After this scene, Alma cries into Elisabet’s arms. The orgy led to a pregnancy she aborted. She says the world doesn’t make any sense. She asks if it’s possible to be two people at once, the one who does what she’s supposed to do and the one who is honest. Elisabet strokes her hair.
Back in the kitchen, Alma pours more wine, she leans her face dangerously close to Elisabet. As she starts to doze off, Elisabet finally speaks. “Go to bed. Or you’ll fall asleep at the table.” Alma perks up not trusting her drunk ears. Instead she repeats Elisabet’s words as her own. She leans in once again, this time even closer. Elisabet would need only pucker her lips for a kiss. She doesn’t. Alma laughs to herself, like a closeted college girl lusting for her roommate. And she goes to bed.
Elisabet enters Alma’s room while she sleeps. Or Alma dreams that Elisabet enters Alma’s room while she sleeps. Sheer curtains surround the room and the open windows make them billow with breeze. Elisabet approaches like a ghost. Alma gets up and meets her wordlessly.
The two women face the camera. Elisabet pushes back Alma’s bangs. Alma reaches back and lets her fingers slip through Elisabet’s long hair. Elisabet closes her eyes in pleasure. They lean against each other, necks twisted, becoming one.
This is the last moment of tenderness Bergman allows. Alma will soon read a letter Elisabet has written where she shares the orgy story and says Alma has a crush on her. Instead of confirming this to be true, she gets angry. This culminates in a scene where Alma threatens to burn Elisabet with boiling water.

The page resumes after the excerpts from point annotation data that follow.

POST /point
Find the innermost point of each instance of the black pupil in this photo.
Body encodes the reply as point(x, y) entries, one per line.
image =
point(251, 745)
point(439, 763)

Andersson died this past April at the age of 83, twelve years after Bergman. Soon after Bergman’s death at a retrospective, Andersson said of the genesis of the film: “He saw our friendship, and he wanted to get… inside of it. Involved.”
This explains the warmth of the first half, the recreation of love between women, platonic and sexual. And it explains the harshness of the second half, Bergman’s tantrum. If he cannot find a way into this relationship, he doesn’t want it to exist. And in a way that came true. Andersson was Bergman’s muse, and girlfriend, for years leading up to Persona. And she and Ullmann were close friends. But while making the film, the dynamic shifted. Soon Ullman would be Bergman’s muse, and girlfriend, his most famous, most successful. And Andersson would become a secondary character in both their lives.

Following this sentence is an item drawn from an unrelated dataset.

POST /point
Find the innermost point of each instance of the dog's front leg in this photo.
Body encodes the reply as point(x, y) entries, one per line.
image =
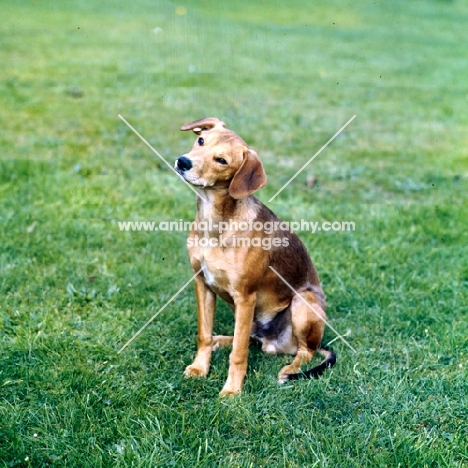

After the film’s opening montage, we appear to be in a morgue. We see close-ups of elderly faces, aged out of gender. And then we see a teenage boy. He comes back from the dead and begins reading A Hero of Our Time by Mikhail Lermontov, famous for depicting the superfluous man, a literary trope that describes someone filled with angst who does not fit into social norms. He puts the book down and places his hand on the camera lens. The angle shifts and we see he’s actually placing his hand on some sort of screen. The screen is filled with an image of Liv Ullmann’s face. Then Bibi Andersson’s face. The boy desires.

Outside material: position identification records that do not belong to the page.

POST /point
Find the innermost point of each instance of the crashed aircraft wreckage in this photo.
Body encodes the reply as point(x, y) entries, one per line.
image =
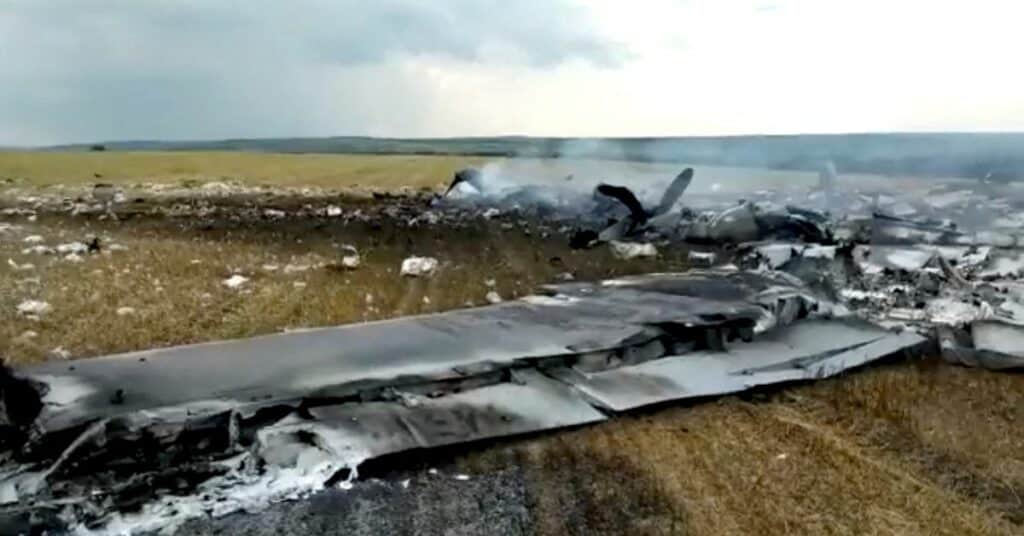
point(144, 441)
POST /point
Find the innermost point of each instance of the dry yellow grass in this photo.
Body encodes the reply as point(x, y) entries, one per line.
point(854, 455)
point(906, 448)
point(254, 168)
point(173, 280)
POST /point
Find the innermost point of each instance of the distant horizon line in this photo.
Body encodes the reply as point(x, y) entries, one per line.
point(520, 136)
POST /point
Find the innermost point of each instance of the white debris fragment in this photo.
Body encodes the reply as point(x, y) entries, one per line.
point(430, 217)
point(628, 250)
point(33, 307)
point(956, 313)
point(217, 188)
point(776, 254)
point(350, 258)
point(19, 268)
point(850, 294)
point(72, 247)
point(419, 266)
point(701, 258)
point(27, 336)
point(38, 250)
point(296, 269)
point(236, 281)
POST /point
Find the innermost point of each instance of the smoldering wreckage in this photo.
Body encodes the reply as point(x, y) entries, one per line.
point(141, 442)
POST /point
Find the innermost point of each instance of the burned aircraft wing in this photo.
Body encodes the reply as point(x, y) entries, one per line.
point(627, 198)
point(469, 175)
point(675, 191)
point(127, 441)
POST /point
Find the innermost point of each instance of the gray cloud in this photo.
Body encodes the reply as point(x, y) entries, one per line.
point(162, 69)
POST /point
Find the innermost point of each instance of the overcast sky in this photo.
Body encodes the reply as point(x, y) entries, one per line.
point(99, 70)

I would never suggest that Ingmar Bergman was secretly a trans woman. What I will say is something about Bergman’s specific type of male voyeurism, something about Bergman’s real intimacy, craved intimacy, with these women, spoke to me as a young teen. It still speaks to me. Maybe it speaks to you.
If anything Persona is about Bergman’s desire to control the two women, not to be them, or even be with them. It’s about his belief that they’re more or less interchangeable, pawns for his artistic and personal obsession. But when you’re a 14-year-old trans girl it’s very easy to mistake this obsession as your own. The boy who wakes up in the morgue does not grow up to be a controlling man. She gets to instead be the woman of her dreams.